In 2007 Opera North, composer Jonathan Dove and librettist Alasdair Middleton combined forces to produce that rarity, a genuinely original and popular opera that appealed consistently to adults and children alike. The good news is that The Adventures of Pinocchio returns to the Grand Theatre next year. In the meantime the same team has brought us Swanhunter, a chamber opera that belies its small forces in the robustness of its musical language.
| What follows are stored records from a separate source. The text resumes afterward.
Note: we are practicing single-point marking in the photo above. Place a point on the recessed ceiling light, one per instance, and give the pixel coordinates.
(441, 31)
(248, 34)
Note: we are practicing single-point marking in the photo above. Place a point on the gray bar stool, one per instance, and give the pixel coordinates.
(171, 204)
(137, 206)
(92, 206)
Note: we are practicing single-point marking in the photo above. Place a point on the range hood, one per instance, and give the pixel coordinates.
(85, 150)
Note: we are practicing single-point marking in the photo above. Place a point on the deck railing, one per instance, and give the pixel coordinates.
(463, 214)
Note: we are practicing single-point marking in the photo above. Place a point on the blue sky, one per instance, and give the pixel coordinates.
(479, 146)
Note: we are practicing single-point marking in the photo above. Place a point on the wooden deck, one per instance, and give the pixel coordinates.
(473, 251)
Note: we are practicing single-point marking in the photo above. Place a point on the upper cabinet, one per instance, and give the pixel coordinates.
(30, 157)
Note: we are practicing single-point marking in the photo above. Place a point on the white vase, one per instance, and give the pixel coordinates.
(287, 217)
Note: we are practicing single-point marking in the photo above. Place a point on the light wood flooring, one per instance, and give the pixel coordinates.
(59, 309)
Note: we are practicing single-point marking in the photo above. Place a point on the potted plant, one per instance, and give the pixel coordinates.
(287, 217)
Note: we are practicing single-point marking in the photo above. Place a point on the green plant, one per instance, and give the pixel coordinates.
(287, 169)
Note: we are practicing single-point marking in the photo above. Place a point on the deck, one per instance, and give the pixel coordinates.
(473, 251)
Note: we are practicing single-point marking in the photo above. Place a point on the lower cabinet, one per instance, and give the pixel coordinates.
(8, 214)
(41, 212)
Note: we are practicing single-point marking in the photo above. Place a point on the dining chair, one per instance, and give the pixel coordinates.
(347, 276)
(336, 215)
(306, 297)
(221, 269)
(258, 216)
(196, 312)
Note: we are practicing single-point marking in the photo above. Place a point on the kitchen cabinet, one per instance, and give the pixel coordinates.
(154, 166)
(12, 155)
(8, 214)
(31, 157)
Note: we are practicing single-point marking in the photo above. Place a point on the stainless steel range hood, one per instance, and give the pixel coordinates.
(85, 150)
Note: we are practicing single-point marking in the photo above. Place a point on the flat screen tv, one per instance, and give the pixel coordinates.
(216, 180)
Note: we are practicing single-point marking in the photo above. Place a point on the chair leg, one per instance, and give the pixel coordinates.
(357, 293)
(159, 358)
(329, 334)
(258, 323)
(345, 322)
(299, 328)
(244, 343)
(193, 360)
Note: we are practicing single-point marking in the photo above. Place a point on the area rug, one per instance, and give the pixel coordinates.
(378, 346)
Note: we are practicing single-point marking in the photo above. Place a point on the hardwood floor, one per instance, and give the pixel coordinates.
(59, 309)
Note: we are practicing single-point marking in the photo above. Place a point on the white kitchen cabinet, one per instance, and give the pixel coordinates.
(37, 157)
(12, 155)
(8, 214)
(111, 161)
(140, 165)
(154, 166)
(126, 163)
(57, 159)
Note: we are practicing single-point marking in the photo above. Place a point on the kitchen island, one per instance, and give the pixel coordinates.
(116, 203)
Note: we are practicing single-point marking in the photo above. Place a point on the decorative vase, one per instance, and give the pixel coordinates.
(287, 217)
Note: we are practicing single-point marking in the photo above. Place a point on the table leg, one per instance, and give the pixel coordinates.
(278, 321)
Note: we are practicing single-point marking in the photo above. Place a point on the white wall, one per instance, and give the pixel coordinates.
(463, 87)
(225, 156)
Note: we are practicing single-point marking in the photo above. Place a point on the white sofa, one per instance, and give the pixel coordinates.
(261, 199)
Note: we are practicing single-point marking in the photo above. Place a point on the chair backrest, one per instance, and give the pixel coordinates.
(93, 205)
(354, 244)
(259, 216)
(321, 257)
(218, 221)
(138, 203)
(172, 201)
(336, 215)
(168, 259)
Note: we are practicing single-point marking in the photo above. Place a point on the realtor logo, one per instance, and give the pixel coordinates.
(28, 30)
At the premiere on Friday 13th there was one element lacking: children. The enthusiastic audience belonged almost exclusively to the maturer end of the age spectrum. To that extent I reserve judgement on what is certainly an impressive work, well tailored to the dimensions of the Howard Assembly Room. Vigorously and imaginatively physical, Swanhunter nevertheless relies heavily on narration to tell the story of Lemminkainen’s quest. The score gives the six-piece instrumental ensemble every chance to increase drama and create atmosphere (from the challenge of horn calls to the cracking of percussion), but we wait until the final incantation of Lemminkainen’s Mother (sung with great intensity and superb control by Yvonne Howard) for memorable melody.
Swanhunter stays close to the Finnish myth told in The Kalevala. The exuberantly unthinking Lemminkainen sets off for the North to find a beautiful bride, leaving his Mother acutely anxious for his safety and reassuring her that, until the knife wound he leaves on the door begins to bleed, he will be safe. Louhi, the mother of the pretty girls, sets him three challenges in time-honoured fashion and in his attempt to complete the third, shooting the Swan on Death’s river, the magic of the story really takes hold.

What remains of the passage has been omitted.